Okay, can I just say how much I love this girl? Rachel was such an amazing support. I was leading one of the craft teams in Otovalo and Lydia and Ari were on it with me. We would always do the prep for the following day right after we finished team devotions. It worked out pretty awesome actually, because the three of us were room mates, so we'd usually just head up to our room and prep on our beds. Anyways, Ari and I were both part of the group that went to the AIDS orphanage and that evening, we were both just emotional wrecks, in no state of mind to think about teaching kids the next morning. Rachel came over and said, "can Lydia and I take over the craft team tomorrow? I talked to Liz and she said it was okay." Bless you, Rachel. That meant so much. <3

Once again, we had a fun time telling the stories...

...and the kids in Otovalo thought they were pretty funny too.

Learning the Armor of God song

And our verses. Complete with actions. 

Anderson and I chatted away about pets and our families during snack time one day. "Chatted" meaning I exhausted all my Spanish phrases on him. 

Jordy was the cutest little stinker. Well, okay he is only 3, and he really missed his mom. I held him for about two hours one morning. 

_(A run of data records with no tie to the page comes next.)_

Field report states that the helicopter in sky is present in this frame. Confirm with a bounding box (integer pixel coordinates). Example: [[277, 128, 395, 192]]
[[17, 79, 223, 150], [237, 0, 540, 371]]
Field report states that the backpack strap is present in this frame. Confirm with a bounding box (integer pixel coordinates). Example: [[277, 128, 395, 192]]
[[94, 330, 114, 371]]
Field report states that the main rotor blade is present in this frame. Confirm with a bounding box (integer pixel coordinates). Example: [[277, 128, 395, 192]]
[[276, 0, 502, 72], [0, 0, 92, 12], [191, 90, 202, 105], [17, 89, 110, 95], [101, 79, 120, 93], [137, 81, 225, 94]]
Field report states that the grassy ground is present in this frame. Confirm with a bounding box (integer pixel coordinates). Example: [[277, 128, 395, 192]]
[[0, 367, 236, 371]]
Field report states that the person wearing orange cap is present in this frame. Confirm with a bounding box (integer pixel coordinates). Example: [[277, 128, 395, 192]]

Esteban was such a little character. So much energy. 

Pastor Roberto was such a blessing. He has such a heart for his people and such a humble spirit. He told us that He is saved because missionaries came to Ecuador. He gave Global Encounters a plaque in token of their church's appreciation. 

Josue was another one of my favorites. 

Saying goodbye was so hard. When Matteo came and gave me a hug, I looked down and realized he was just sobbing.  Of course I started crying then too. I will never forget these kids. 

I felt like God taught me the biggest lessons of the trip while we were in Otovalo. The church there was so open. We arrived just in Otovalo just in time for the Sunday morning service. After the message, there was a time of prayer and so many people were standing there praying with tears streaming down their faces. They didn't hide that they were struggling with things. They didn't pretend their lives were perfect and they had everything together. They were real with each other. 

As we were studying through Romans 12 in our devotion time, God also impressed on me, through verses 1 and 2 that worship isn't something that we do on Sunday mornings when everything in our life is good. Over the past few years, my family has gone through some hard things with the church I grew up in. Church was no longer the refuge it once was, and I'll admit, often times I didn't feel much like worshipping. But God was showing me that worship is everything we do, everyday that we live. In light of God's mercy toward us, worship is our reasonable service. During the good times and the bad. Because if we only bless the Lord "in the land that is plentiful, where streams of abundance flow", what kind of faith is that? 

Saying goodbye to Otovalo was difficult. The lessons learned there were hard, yet rich. We saw so much hurt in this city, and also so much hope. Build Your kingdom here, Lord.